Un'alleanza per una maggiore coscienza ecologica nel settore finanzario

Un paesaggio naturale con piante di banano.
L’idea del «capitale naturale» attribuisce un valore economico alla natura e alle sue prestazioni. © DSC

La natura offre materie prime, fonti di energia e servizi, ma il suo valore aggiunto è spesso sottovalutato. La Svizzera sostiene un partenariato che promuove un cambiamento di mentalità nel settore finanziario.

A prima vista, il partenariato che unisce il Programma delle Nazioni Unite per l’ambiente (UNEP), l’organizzazione non governativa «Global Canopy Programme», il colosso bancario UBS, altre otto banche e la SECO appare piuttosto insolito. Nel 2012, questi organismi si sono uniti nella «Natural Capital Finance Alliance» (NCFA) e da allora collaborano per sviluppare nel settore finanziario nuovi strumenti e metodi per la valutazione dei rischi ambientali e per diffonderli come standard globali.

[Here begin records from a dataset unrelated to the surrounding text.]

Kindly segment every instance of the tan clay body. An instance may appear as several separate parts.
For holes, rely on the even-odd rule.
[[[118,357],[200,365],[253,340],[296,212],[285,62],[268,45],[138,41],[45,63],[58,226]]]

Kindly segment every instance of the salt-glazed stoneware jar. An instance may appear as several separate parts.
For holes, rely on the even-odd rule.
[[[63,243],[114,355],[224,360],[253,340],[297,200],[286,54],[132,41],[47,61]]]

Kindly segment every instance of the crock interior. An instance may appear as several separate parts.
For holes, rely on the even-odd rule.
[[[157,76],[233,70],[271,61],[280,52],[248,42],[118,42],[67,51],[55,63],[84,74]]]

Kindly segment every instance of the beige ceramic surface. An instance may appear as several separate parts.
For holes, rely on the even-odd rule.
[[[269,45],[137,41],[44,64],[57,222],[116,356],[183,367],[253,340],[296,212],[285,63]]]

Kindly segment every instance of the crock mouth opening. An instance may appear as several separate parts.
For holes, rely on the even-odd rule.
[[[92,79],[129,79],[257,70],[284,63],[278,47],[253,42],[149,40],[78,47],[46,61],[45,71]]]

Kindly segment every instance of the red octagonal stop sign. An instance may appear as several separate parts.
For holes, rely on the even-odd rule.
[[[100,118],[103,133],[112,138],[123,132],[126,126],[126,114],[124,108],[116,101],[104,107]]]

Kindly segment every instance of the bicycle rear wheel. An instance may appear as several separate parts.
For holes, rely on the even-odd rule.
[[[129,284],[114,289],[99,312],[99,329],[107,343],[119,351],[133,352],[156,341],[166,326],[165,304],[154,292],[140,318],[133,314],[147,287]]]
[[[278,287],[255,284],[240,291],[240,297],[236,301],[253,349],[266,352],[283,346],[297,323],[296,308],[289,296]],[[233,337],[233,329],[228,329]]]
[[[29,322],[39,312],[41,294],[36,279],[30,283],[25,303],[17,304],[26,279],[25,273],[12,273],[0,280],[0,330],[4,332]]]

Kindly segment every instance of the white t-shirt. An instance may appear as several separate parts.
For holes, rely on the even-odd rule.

Nel settore finanziario prende sempre più piede il concetto di «capitale naturale», in base al quale il suolo, l’aria, l’acqua, la flora e la fauna costituiscono valori patrimoniali naturali che forniscono cosiddetti servizi ecosistemici, indispensabili alla vita umana. Gli alberi, ad esempio, producono l’ossigeno che respiriamo, il terreno funge da filtro dell’acqua e i boschi forniscono come materia prima il legno. Il concetto di capitale naturale attribuisce un valore economico alla natura e alle sue prestazioni. L’obiettivo è di invitare gli attori finanziari a prendere le loro decisioni considerando non solo i fattori economici, bensì anche quelli ambientali, di fondamentale importanza ma fino a oggi trascurati.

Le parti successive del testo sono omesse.